The third week of September is National Falls Awareness Week, with Falls Prevention Day occurring on the first day of fall. Here is an excerpt from the National Institute on Aging below on how to prevent falls and what to do if you experience a fall.
A simple accident like tripping on a rug or slipping on a wet floor can change your life. If you fall, you could break a bone, which thousands of older adults experience each year. For older people, a broken bone can also be the start of more serious health problems and can lead to long-term disability.
If you or an older adult in your life has fallen, you’re not alone. More than one in four people age 65 years or older fall each year. The risk of falling and fall-related problems rises with age. However, many falls can be prevented. For example, exercising, managing your medications, having your vision checked, and making your home safer are all steps you can take to prevent a fall.
Many older adults fear falling, even if they haven’t fallen before. This fear may lead them to avoid activities such as walking, shopping, or taking part in social activities. But staying active is important to keeping your body healthy and actually helps to prevent falls. So don’t let a fear of falling keep you from being active! Learn about what causes falls and how to lower your risk of falling so you can feel more comfortable with staying active.
If you take care of your overall health, you may have a lower chance of falling. Most of the time, falls and accidents don’t just happen for no reason. Here are a few tips to help lessen your risk of falls and broken bones:
- Stay physically active. Plan an exercise program that is right for you. Regular exercise improves muscles and makes you stronger. Exercise also helps keep your joints, tendons, and ligaments flexible. Mild weight-bearing activities, such as walking or climbing stairs, may slow bone loss from osteoporosis, a disease that makes bones weak and more likely to break
- Try balance and strength training exercises. Yoga, Pilates, and tai chi can all improve balance and muscle strength. You can also try lifting weights or using resistance bands to build strength. Learn more about different types of exercises to improve balance and strength.
- Fall-proof your home. Check out these tips for changes you can make to your home that will help you avoid falls and ensure your safety.
- Have your eyes and hearing tested. Even small changes in sight and hearing are linked to an increased risk for falls. When you get new eyeglasses or contact lenses, take time to get used to them. Wear your glasses or contacts as your eye doctor advises. If you have a hearing aid, be sure it fits well and wear it.
- Find out about the side effects of any medicines you take. If a drug makes you sleepy or dizzy, tell your doctor or pharmacist.

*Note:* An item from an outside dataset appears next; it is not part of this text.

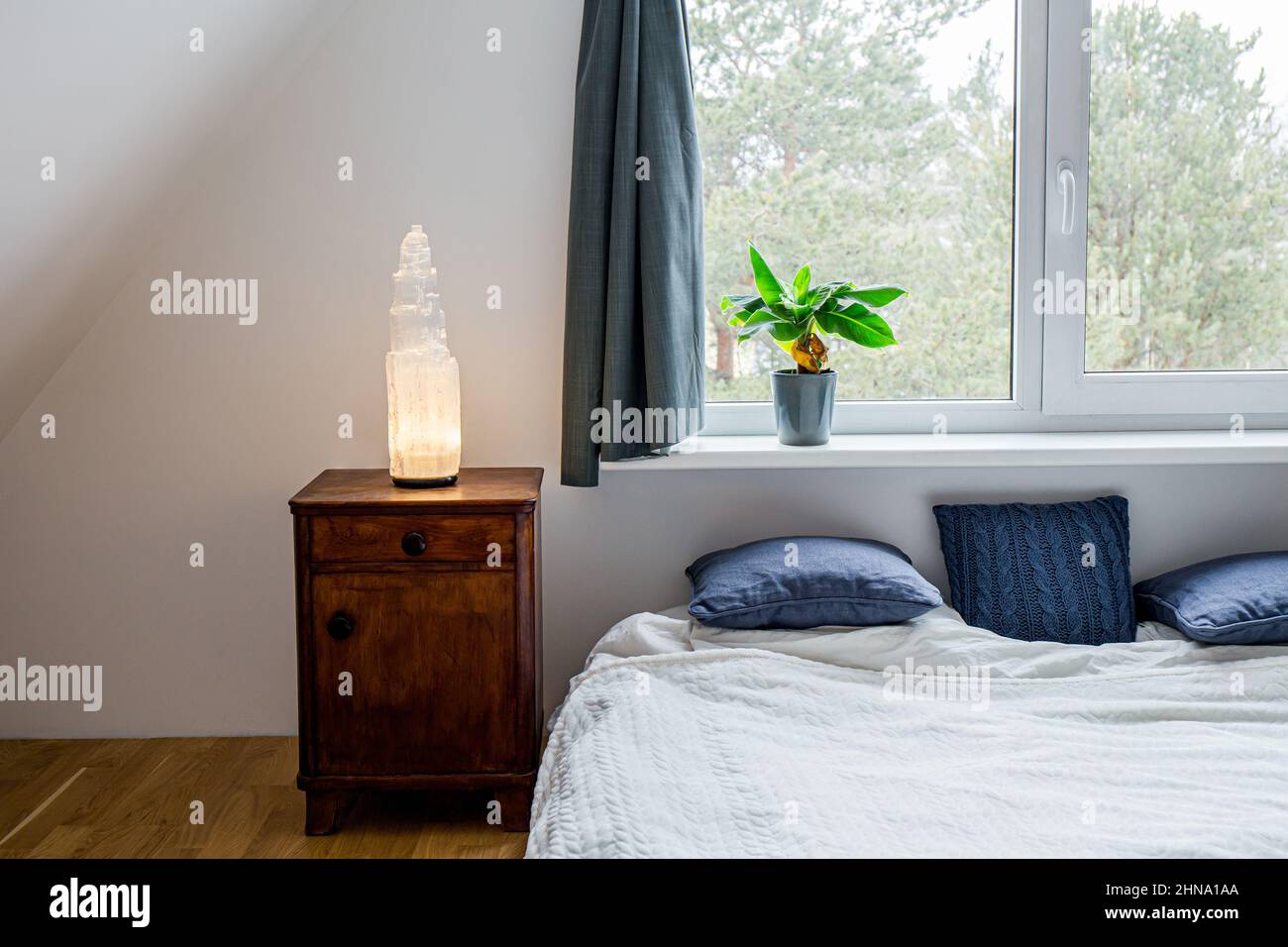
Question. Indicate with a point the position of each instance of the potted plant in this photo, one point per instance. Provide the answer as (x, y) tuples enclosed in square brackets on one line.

- Get enough sleep. If you are tired, you are more likely to fall.
- Avoid or limit alcohol. Too much alcohol can lead to balance problems and falls, which can result in hip or arm fractures and other injuries.
- Stand up slowly. Getting up too quickly can cause your blood pressure to drop. That can make you feel wobbly. Get your blood pressure checked when lying and standing.

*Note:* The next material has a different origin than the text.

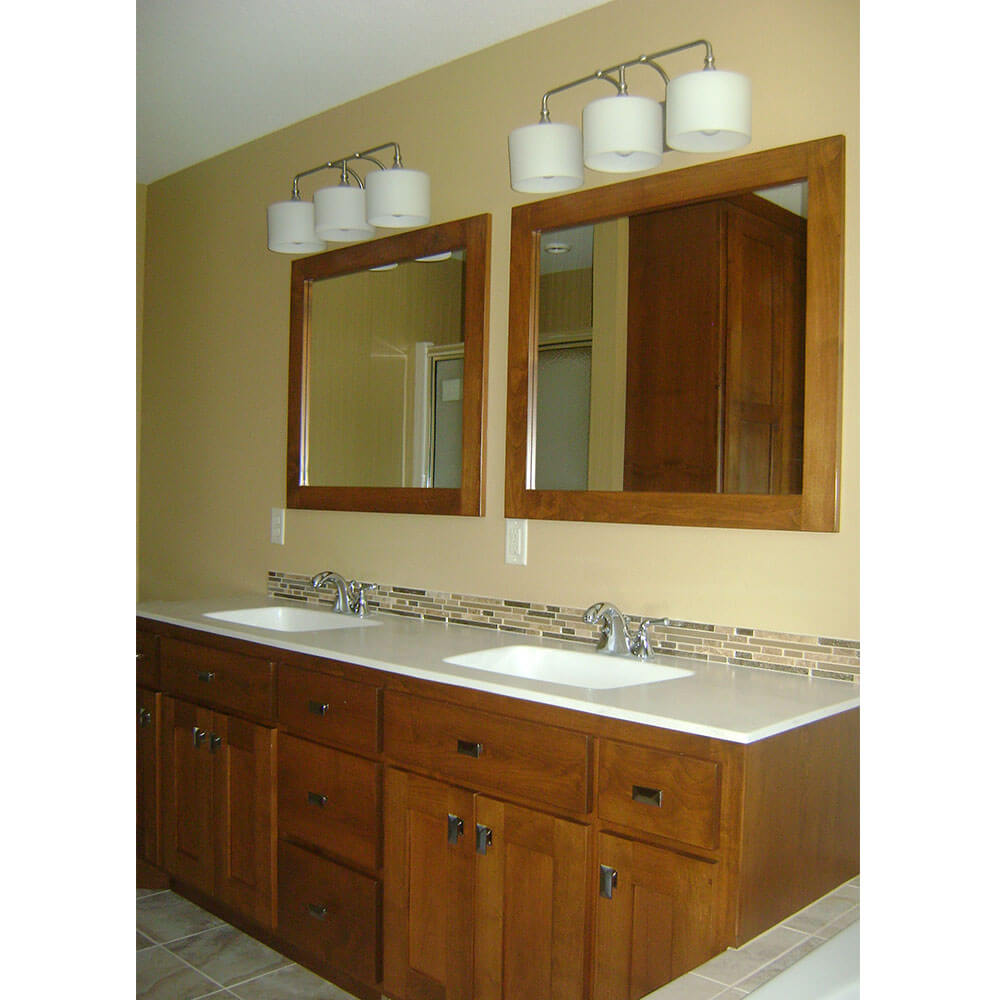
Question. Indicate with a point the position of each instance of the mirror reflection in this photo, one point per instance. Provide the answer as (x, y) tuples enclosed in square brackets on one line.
[(385, 375), (671, 349)]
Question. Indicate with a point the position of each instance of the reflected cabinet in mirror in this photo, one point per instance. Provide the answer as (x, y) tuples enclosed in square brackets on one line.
[(386, 387), (675, 347)]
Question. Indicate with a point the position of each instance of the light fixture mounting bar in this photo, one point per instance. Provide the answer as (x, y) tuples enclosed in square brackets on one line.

- Use an assistive device if you need help feeling steady when you walk. Using canes and walkers correctly can help prevent falls. If your doctor tells you to use a cane or walker, make sure it’s the right size for you. Walker wheels should roll smoothly. If you borrow walking support equipment from a friend, ask your health care provider to make sure the equipment is the correct size and is safe to use. This is exceptionally important when you’re walking in areas you don’t know well or where the walkways are uneven. A physical or occupational therapist can help you decide which devices might be helpful and teach you how to use them safely.
- Take extra caution when walking on wet or icy surfaces. These can be very slippery! Use an ice melt product or sand to clear icy areas by your doors and walkways.
- Keep your hands free. Use a shoulder bag, fanny pack, or backpack to leave your hands free to hold on to railings.
- Choose the right footwear. To fully support your feet, wear nonskid, rubber-soled, low-heeled shoes. Don’t walk on stairs or floors in socks or in shoes and slippers with smooth soles.
- Consider staying inside when the weather is bad. Some community services provide 24-hour delivery of prescriptions and groceries, and many take orders over the phone.
- Always tell your doctor if you have fallen since your last check-up, even if you did not feel pain when you fell. A fall can alert your doctor to a new medical problem or issues with your medications or eyesight that can be corrected. Your doctor may suggest physical therapy, a walking aid, or other steps to help prevent future falls.